# The area of a rectangle is 100 square inches. The perimeter of the rectangle is 40 inches.? A second rectangle has the same area but a different perimeter. Is the second rectangle a square?

Sep 6, 2016

No. The second rectangle is not a square.

#### Explanation:

The reason why the second rectangle isn't a square is because the first rectangle is the square. For instance, if the first rectangle (a.k.a. the square) has a perimeter of $100$ square inches and a perimeter of $40$ inches then one side must have a value of $10$.

With this being said, let's justify the statement above. If the first rectangle is indeed a square* then all of it's sides must be equal.
Moreover, this would actually make sense for the reason that if one of its sides is $10$ then all of its other sides must be $10$ as well. Thus, this would give this square a perimeter of $40$ inches.

Also, this would mean that the area must be $100$ ($10 \cdot 10$).
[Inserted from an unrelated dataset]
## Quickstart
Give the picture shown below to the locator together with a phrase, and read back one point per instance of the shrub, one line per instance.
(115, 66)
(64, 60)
In continuation, if the second square has the same area, but a different perimeter then it can't be a square because its features wouldn't match the ones of a square.

To clarify, what this means is that there wouldn't possible be a way of getting a square with an area of $100$ and still have a different perimeter form the first square (it would be like trying to get another combination of four numbers that have the same value, but that when you multiply two of them together they give you $100$).

In conclusion, that is why the second rectangle isn't (and can't be) a square.

*A square can be a rectangle, but a rectangle can't be a square so, the first rectangle was originally a square.